O ministro Alexandre de Moraes, do Supremo Tribunal Federal (STF), suspendeu trecho da Constituição de Roraima que obriga o governo estadual a gastar 18% de seu orçamento com a saúde pública. Com isso, o estado poderá aplicar o mínimo de 12%, conforme prevê lei complementar federal. A liminar (decisão provisória) foi concedida por Moraes a pedido do governador Antônio Denarium (PSL). Ele questionava a constitucionalidade da medida, em vigor desde 2016. O ministro concluiu que o assunto é de competência da União e que não cabe a legislação estadual fixar limites de gastos na área.

A liminar vale enquanto o plenário do Supremo não decidir sobre o pedido do governador.

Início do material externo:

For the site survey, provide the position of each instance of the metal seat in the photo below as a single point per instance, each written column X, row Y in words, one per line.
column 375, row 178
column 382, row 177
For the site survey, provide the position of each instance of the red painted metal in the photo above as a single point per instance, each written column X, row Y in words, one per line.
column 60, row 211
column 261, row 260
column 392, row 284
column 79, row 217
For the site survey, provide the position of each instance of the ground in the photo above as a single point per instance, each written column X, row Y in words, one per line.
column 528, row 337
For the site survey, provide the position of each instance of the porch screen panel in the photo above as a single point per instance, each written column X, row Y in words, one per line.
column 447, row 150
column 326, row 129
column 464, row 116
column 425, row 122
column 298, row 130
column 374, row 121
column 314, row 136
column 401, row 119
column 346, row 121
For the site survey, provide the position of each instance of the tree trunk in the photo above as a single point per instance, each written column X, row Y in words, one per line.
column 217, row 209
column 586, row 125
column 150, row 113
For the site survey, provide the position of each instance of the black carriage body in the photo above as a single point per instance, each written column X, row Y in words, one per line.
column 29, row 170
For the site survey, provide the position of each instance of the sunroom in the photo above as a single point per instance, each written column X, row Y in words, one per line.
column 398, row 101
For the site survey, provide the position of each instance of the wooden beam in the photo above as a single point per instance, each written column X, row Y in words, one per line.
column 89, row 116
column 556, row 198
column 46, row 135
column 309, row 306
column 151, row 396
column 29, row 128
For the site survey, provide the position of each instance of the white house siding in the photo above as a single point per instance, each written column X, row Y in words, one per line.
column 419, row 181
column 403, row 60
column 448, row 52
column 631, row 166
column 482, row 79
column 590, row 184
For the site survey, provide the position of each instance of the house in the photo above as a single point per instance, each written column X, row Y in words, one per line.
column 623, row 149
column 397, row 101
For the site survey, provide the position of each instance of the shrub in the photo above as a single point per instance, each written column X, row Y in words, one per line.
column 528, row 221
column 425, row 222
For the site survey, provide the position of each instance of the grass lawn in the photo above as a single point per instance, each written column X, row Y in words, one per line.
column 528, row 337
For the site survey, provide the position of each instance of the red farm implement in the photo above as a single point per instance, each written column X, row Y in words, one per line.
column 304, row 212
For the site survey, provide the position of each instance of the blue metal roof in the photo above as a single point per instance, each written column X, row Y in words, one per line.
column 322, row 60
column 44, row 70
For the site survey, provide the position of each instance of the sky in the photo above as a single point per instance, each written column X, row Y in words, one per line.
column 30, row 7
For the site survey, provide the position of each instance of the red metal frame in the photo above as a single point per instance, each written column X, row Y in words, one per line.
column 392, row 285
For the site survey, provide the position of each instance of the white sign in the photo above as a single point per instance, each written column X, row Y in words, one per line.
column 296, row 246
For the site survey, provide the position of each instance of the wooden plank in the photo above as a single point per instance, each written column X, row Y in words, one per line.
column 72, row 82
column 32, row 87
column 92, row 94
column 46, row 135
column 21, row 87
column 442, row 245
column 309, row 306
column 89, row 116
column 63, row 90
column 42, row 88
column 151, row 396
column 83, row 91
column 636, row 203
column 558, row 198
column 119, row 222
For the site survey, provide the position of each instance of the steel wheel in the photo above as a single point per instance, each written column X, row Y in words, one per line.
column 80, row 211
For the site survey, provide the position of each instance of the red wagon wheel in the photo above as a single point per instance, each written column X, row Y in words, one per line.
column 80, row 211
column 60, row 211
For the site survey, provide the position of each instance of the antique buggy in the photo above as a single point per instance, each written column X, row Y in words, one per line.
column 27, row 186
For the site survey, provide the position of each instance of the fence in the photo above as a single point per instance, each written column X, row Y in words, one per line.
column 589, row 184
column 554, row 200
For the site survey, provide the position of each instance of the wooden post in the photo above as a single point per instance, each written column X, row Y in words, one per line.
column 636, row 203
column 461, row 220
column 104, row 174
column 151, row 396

Mas não há data para o julgamento. Roraima vive uma grande crise financeira, agravada pela entrada de milhares de venezuelanos que fogem de conflitos e da pobreza. Em dezembro, o governo federal teve de intervir no estado após atrasos nos salários do funcionalismo e da ameaça de paralisação das forças de segurança. A intervenção antecipou a posse de Denarium, que assumiu o posto ainda como interventor.

O clima de tensão na região aumentou desde ontem após o presidente venezuelano Nicolás Maduro anunciar o fechamento da fronteira com o Brasil por Roraima para evitar a entrada de ajuda humanitária anunciada pelo líder opositor Juan Guaidó, autodeclarado presidente interino.

Inconstitucionalidade

De acordo com o ministro Alexandre de Moraes, a regulamentação dos limites para a alocação de políticas públicas de saúde constitui matéria de competência legislativa da União, conforme previsão do artigo 138 da Constituição Federal. Ele observou que, desde a edição da EC 29/2000, compete à União legislar, mediante lei complementar, sobre percentuais de alocação e critérios de rateio de recursos públicos para o financiamento do Sistema de Saúde. Essa regulamentação, explicou o ministro, foi atendida com a edição da Lei Complementar (LC) federal 141/2012, que prevê o patamar mínimo de 12% da arrecadação dos impostos.

>> Veja a íntegra da liminar concedida por Alexandre de Moraes

Também não se mostra “constitucionalmente idôneo”, segundo o ministro, discussão sobre o patamar mínimo de alocação de recursos públicos em processo legislativo do qual não participou o governador, especialmente porque a Constituição Federal prevê a exclusividade de iniciativa dessa autoridade para proposições legislativas em matéria orçamentária. A liminar foi concedida por Alexandre de Moraes nessa quarta-feira (20).